Il secondo elemento da tenere a mente è che anche in un paese come la Francia dove viene utilizzato in maniera ideologica il concetto di laicità, essa è nata come strumento di protezione delle minoranze religiose, quindi originariamente per ebrei e protestanti, ma oggi vediamo la contraddizione di come è stato ribaltato il concetto di laicità usato per brandirlo come strumento di lotta di fronte alla radicalizzazione della religione islamica, pur essendo oggi una religione minoritaria in Francia. 

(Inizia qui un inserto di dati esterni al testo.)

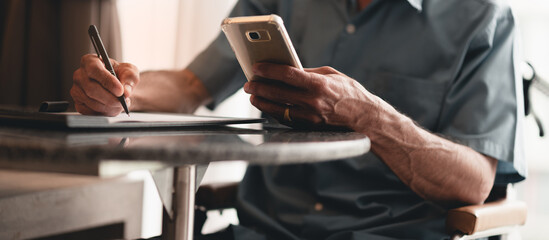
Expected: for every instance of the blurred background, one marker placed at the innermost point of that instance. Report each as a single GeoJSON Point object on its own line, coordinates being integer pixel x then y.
{"type": "Point", "coordinates": [168, 34]}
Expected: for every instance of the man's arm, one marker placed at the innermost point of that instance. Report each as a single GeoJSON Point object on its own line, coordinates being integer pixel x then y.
{"type": "Point", "coordinates": [433, 167]}
{"type": "Point", "coordinates": [94, 89]}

Mano a mano che l’Europa sprofonda in una crisi che porta le classi dominanti alla paura del rischio di un’esplosione sociale allora mettono davanti alla contraddizione reale una contraddizione falsa, che sposta il focus. La contraddizione centrale rimane la contraddizione di classe e la contraddizione superficiale, quella artificialmente promessa, è l’idea di un mondo in cui ciascuna società sia divisa tra i partigiani del progresso che sarebbero gli europei, gli occidentali, e gli altri, partigiani della reazione, che sono dei retrogradi, barbari, quindi prende piede l’idea della lotta dei lumi della ragione contro l’oscurantismo viene a sostituire la contraddizione di classe. E questo permette di costruire il nemico interno che è il musulmano, come minaccia, creando una reazione di unità contro di loro. La laicità è uno dei vettori essenziali affinché si costruisca il musulmano come nemico interno, è un concetto che si propone non più come un metodo ma come una realtà che si assume come consustanziale alla civiltà occidentale, assumendo quindi una forma essenzialista. 

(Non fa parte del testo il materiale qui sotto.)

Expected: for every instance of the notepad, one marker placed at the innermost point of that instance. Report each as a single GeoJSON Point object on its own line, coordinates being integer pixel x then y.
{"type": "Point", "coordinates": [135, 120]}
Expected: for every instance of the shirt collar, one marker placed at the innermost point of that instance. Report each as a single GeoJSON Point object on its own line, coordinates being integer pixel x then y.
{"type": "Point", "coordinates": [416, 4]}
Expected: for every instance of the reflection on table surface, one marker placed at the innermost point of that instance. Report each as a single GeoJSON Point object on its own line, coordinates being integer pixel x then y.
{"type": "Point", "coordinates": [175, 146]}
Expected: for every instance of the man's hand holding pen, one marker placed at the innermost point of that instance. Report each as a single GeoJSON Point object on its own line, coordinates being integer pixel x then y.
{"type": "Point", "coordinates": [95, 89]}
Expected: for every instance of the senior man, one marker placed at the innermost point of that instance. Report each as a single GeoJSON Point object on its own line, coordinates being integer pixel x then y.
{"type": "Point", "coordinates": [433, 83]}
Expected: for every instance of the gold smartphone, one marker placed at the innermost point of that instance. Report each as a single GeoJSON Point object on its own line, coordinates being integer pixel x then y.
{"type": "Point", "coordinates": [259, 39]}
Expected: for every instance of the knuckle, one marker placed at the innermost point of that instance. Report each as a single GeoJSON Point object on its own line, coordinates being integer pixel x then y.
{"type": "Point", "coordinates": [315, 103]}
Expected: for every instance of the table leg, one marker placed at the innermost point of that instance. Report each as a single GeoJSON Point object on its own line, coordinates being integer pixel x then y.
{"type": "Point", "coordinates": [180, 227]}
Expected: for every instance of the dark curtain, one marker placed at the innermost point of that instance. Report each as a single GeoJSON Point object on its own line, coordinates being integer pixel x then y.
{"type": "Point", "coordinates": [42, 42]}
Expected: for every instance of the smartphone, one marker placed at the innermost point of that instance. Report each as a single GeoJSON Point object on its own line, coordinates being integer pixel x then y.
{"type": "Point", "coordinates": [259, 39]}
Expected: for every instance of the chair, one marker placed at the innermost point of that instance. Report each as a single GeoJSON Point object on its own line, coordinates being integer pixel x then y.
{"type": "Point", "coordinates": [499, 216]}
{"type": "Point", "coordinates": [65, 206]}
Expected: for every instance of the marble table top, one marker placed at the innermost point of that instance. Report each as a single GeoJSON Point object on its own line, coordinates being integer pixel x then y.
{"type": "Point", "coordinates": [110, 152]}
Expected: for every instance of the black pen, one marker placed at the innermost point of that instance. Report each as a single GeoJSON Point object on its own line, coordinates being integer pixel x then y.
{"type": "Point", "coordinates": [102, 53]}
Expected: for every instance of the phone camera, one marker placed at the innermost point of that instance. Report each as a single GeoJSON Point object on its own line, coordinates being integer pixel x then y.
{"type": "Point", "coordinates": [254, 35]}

Ho scritto un libro che si chiama “Un racisme respectable” che parla della laicità e della sua strumentalizzazione, un razzismo che si copre di bei valori, sono stato portato a rileggere la Bibbia per vedere se davvero c’era questa separazione tra temporale e spirituale, mentre viene detto per i musulmani non ci sarebbe questa separazione tra vita privata e pubblica, tra potere temporale e spirituale, così come la società occidentale, europea, viene descritta come la culla della democrazia, come se nella cultura occidentale ci fossero i valori di laicità e democrazia dalla notte dei tempi.

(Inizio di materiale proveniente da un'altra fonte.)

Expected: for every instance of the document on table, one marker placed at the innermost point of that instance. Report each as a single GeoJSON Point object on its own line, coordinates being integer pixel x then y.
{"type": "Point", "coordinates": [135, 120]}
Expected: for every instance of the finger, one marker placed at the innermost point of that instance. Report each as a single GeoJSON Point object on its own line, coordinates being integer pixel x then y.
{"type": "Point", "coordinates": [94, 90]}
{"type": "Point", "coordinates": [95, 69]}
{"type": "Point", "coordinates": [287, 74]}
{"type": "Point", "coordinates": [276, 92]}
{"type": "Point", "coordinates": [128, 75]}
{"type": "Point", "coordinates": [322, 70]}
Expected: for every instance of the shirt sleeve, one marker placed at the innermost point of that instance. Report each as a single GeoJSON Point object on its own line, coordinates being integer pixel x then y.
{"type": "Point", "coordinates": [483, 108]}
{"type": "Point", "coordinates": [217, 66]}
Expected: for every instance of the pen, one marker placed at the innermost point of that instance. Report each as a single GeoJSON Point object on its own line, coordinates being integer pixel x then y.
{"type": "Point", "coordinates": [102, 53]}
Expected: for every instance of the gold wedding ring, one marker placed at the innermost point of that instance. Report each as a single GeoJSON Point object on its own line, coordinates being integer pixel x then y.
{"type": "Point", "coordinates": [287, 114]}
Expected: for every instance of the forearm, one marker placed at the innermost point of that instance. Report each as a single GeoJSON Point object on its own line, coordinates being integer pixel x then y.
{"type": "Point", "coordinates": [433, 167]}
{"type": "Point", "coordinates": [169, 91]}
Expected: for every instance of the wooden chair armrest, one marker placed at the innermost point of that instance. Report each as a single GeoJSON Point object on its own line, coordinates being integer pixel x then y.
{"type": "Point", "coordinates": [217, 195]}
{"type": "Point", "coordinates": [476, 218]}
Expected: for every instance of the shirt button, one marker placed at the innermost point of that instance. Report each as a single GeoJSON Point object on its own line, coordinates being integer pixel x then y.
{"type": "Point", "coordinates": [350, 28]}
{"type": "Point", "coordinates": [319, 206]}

Ebbene, non ho trovato nulla che desse prova di questo, ma è una ricostruzione ideologica. Concludo dicendo che l’islam come il cattolicesimo come l’ateismo, come tutte le forme di visione del mondo, sono allo stesso tempo forme diverse, ambivalenti, non sono blocchi omogenei, in ognuna convivono aspetti emancipatori e reazionari, non bisogna farsi ingannare da una visione che omogeneizza, chiude in blocchi, secondo un discorso essenzialista e universalista.